Kolejna recenzja. Tym razem gra która znalazła się na krążku CDA.

dark-sector-pc-2009.jpg

Pamięta ktoś jeszcze tą grę ? Ja tak. Lecz nie sięgną bym po nią znowu tak szybko, gdyby nie pojawiła się w CDA... Doskonała zabawa z latającym ostrzem, odcinanie głów i innych kończyn pozostawiły po sobie w mojej pamięci wielki krater...

7310-darksector0121.jpg

Zacznijmy od początku. Podczas zimnej wojny zostajemy wysłani do republiki Laserii w celu zabicia kolesia który wabi się Mezner. Nasz bohater o imieniu i nazwisku Hayden Tenno, na początku rozgrywki nie cechuje się żadnymi ciekawymi zdolnościami. Ot, ukrywamy się za osłonami, ostrzeliwujemy naszego wroga i tak dalej. Od razu rzuca nam się w oczy system ukrywania się za osłonami znany z Gears of War. Jest całkiem fajnie, ale spodziewałem się czegoś lepszego... Powiedziałem sobie, lecz kilka minut później w wyniku dosyć ciekawego zwrotu akcji zostajemy zakażeni toksyną którą posiada Mezer. Nasza ręka na początku nie wygląda tak fajnie jak na screenie powyżej, lecz po króciutkiej chwili staje się nieco bardziej metaliczna i otrzymujemy interesującą broń...

dark_sector_25.jpg

Tracimy nas standardowy karabin ponieważ w rękach zainfekowanych jest on automatycznie niszczony. Zostaje nam jednak pistolet który trzymany będzie w lewej ręce, w prawej trzymać będziemy niesamowite ostrze przypominające wyglądem... właściwie nie wiem co mi to przypomina. Trzy mini kosy złączone razem ? Nie za bardzo, ale ważne jest to że rzucanie takowym ostrzem przynosi masę frajdy. Ostrze to służy nam od czasu do czasu jako latarka (!).
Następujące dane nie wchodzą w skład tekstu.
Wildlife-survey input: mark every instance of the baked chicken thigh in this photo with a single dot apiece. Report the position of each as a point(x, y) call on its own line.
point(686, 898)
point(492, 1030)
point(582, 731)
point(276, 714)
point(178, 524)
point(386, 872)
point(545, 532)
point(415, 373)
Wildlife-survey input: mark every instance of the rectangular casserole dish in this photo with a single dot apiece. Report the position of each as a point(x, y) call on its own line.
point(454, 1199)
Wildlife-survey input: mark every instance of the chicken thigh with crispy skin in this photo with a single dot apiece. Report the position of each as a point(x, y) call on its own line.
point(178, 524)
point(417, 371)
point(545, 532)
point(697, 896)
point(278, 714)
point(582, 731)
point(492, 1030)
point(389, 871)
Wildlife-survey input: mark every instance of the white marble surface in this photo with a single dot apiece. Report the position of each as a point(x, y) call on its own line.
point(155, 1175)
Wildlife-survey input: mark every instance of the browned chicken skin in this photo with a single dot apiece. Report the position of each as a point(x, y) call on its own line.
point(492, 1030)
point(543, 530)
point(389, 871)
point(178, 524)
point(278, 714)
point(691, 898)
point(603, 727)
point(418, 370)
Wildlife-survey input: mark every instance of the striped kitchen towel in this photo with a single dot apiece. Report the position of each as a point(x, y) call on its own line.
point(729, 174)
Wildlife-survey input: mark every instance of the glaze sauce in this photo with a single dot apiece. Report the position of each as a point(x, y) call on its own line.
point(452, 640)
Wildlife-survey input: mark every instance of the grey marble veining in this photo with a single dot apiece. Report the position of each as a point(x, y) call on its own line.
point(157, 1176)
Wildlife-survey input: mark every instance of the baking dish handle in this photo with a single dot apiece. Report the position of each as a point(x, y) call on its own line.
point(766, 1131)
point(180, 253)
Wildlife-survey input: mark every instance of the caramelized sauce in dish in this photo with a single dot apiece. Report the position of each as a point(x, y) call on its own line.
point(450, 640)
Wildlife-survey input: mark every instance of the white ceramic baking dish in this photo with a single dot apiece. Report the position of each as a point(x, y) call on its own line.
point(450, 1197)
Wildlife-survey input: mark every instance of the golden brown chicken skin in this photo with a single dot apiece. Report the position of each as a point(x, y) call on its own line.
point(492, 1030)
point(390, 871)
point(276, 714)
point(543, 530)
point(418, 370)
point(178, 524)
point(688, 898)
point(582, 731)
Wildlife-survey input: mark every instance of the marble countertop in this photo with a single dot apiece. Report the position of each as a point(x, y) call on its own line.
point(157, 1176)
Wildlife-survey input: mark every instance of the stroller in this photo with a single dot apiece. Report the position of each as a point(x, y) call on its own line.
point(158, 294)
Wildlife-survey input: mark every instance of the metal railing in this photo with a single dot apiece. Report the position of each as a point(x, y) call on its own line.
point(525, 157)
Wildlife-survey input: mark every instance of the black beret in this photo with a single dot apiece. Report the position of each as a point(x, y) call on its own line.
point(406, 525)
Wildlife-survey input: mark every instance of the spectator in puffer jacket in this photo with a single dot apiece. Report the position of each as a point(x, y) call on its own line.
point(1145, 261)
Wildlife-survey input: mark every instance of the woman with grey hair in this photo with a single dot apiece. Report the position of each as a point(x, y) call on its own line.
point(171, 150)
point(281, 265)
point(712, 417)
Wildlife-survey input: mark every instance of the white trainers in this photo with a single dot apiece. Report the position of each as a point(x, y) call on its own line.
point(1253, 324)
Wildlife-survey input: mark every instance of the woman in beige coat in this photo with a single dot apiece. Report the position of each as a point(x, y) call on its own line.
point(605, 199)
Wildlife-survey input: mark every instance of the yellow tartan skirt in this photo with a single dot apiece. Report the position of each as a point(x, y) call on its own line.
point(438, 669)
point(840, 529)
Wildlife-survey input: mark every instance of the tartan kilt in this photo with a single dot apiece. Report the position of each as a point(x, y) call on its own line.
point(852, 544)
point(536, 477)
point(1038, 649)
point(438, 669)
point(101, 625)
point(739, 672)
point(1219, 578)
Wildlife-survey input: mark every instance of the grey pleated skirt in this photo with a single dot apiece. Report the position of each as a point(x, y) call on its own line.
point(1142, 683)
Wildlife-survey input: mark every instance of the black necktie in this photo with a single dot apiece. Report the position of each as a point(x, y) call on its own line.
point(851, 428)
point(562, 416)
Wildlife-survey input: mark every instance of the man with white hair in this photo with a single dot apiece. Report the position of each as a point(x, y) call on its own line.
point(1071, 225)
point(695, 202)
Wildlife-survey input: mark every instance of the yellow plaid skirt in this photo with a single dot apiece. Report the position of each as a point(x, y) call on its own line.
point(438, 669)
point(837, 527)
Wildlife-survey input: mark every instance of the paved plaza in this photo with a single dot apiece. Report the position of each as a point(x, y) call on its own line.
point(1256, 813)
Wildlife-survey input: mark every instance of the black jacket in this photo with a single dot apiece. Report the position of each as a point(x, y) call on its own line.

Do sprawnego zabijania naszych przeciwników wykorzystujemy wspomniany wcześniej system osłon i powiem jedno: spisuje się on genialnie ! Jeszcze później uzyskujemy możliwość wzmocnienia naszego rzutu za pomocą przytrzymania lewego przycisku myszy i puszczenia go w odpowiednim momencie.

dark-sector463722.jpg

Zabawa jest przednia, tym bardziej, że wzmocnionym rzutem możemy nie tylko bardzo widowiskowo rozrzynać naszych wrogów oraz ich szatkować, odrywając im poszczególne kończyny, ale również otwierać niektóre bramy oraz szafki z pieniędzmi oraz z amunicją. Gdy myślimy, że lepiej być nie może otrzymujemy nową umiejętność. Mianowicie sterowanie rzuconym ostrzem w locie. Teraz możemy precyzyjnie szatkować naszych wrogów oraz zabijać ich kilku pod rząd. Jeszcze później możemy nasze ostrze rzucić w ogień lub w skrzynkę elektryczną by naładować nasze ostrze lub podpalić. Niekiedy zdarzy się jakaś łamigłówka związana z odblokowaniem sobie przejścia za pomocą ognia, ale takie łamigłówki nie są wymagające i na pewno liczba szarych komórek nam nie wzrośnie. Wracając do sprawy broni. Za znajdywane pieniądze możemy na czarnym rynku kupować karabiny i strzelby. Od czasu do czasu znajdziemy też jakieś ulepszenie które zamontujemy również tam.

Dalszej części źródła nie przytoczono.